Uno que tan solo vino para acompañar a los expertos internacionales, con esa sensación de cucaracha en baile de gallinas, medio asomado, patólogo con grillos de investigador. Uno en ese merequetén, revuelto con sanitaristas y microbiólogos, con una pata tiesa, enyesado por esguince. Uno, va río abajo, en un cayuco, flotando sobre un afluente del Catatumbo, con un yeso sí, por quedarme dormido en la madrugada, remontan vuelo cientos de garzas blancas frente al manglar, dormido con los pies puestos sobre la mesa, mala educación, roncando, dormido ante los papeles del manuscrito de un interminable trabajo de investigación sobre la ultraestructura del sistema nervioso de ratones lactantes inoculados con el virus de la EEV, y la lancha que es de aluminio con motor fuera de borda, va rauda y veloz, pucu tucu, y despertar a las cuatro y media de la madrugada, medio dormido aún, puu tucu, dormido desde la punta del pie hasta la espalda, puu tucu, solo se escucharía el crack del tobillo y la pierna parecería comenzar a llenarse de hormigas, luego el dolor intenso, pucu tucu, pucu tucu, es el motor de la lancha y el cayuco que pasa a un lado oscila peligrosamente, no pasó nada, el yeso embarrialado se ventila con el aire, y uno está feliz al hacer lo que la gente de Malariología denomina, trabajo de campo, pucu tucu, pucu tucu y se pierde la estela del río plena de espuma entre los caños, pucu tucu…

Con la gente de Malariología me he sentado a saborear un plato de sopa con delicadas presas que parecen pechugas de gallina y que resultarán ser gordas y jugosas iguanas. Luego en un plato de peltre floreado, degustaremos un mojito de mana mana, un sabroso pescado de río y el chivito en coco ya viene humeando en una bandeja sobre la rústica mesa. Después de haber tomado tantas muestras de sangre de caballos y de mulas, luego de haber desandado tantos potreros y hierbazales cuajados de garrapatas, miro el yeso y siento que la pierna está hinchada dentro de una porquería de cascarón que me aprieta el tobillo.

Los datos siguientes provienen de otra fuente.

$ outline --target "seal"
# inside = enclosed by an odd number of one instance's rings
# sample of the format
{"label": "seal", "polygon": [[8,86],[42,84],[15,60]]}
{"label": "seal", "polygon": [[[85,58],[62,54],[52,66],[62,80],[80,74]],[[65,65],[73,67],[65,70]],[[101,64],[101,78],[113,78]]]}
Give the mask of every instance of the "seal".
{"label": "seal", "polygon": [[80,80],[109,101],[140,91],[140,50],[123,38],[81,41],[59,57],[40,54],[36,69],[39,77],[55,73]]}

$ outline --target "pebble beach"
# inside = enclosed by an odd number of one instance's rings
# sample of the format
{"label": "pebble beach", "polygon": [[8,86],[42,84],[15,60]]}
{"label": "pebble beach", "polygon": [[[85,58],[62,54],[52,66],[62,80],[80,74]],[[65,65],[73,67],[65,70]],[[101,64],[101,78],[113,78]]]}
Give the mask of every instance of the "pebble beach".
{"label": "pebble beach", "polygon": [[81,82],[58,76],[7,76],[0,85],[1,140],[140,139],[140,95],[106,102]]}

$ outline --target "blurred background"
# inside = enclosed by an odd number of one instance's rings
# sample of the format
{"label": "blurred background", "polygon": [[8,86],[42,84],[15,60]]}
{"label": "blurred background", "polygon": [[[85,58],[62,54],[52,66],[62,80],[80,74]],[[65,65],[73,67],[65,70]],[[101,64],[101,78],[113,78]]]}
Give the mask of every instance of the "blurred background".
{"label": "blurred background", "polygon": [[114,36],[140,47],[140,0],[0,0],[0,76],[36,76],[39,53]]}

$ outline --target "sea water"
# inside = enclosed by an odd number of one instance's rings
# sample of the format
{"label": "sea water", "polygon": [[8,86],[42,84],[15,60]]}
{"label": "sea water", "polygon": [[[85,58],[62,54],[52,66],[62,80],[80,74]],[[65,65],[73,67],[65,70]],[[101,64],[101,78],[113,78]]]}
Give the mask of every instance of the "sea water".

Él está sentado ante una mesa de tablones, en la ribera del río Catatumbo, frente a más de veinte cueros de babas que se secan al sol y frente a una troja donde también se salan grandes pescados muy blancos. Él admira sombreada de un azul violáceo la tierra lejana que deja crecer grandes platanales con sus hojas verde tierno. Mientras mastica el gustoso chivito en coco, él levanta la mirada y recorre uno a uno a sus nuevos amigos, los hombres de Malariología y sin saber por qué, se encuentra pensando en Marcos Vargas, el personaje de don Rómulo, el de Canaima, y entonces él repite para sí la frase: “se es o no se es”. Los mira nuevamente y no le cabe un ápice de duda que valió la pena haber venido. Mientras observa como Karl devora su presa de iguana y Hernando saborea una cucharada del caldo y nota como Henri diseca cuidadosamente su chivito, él piensa de nuevo en lo lejos que se hallan tantos jerarcas de la Sanidad, en lo poco que se sabe y en lo mucho que tienen que aprender todos sobre la peste loca de las bestias, valió la pena, dice para sí y en su mente retumba como un eco “se es o no se es”.
(Con modificaciones puntuales, el texto es de mi novela “La Entropía Tropical”(Ediluz 2003).

Mississauga, Ontario, domingo 6 de mayo del 2019.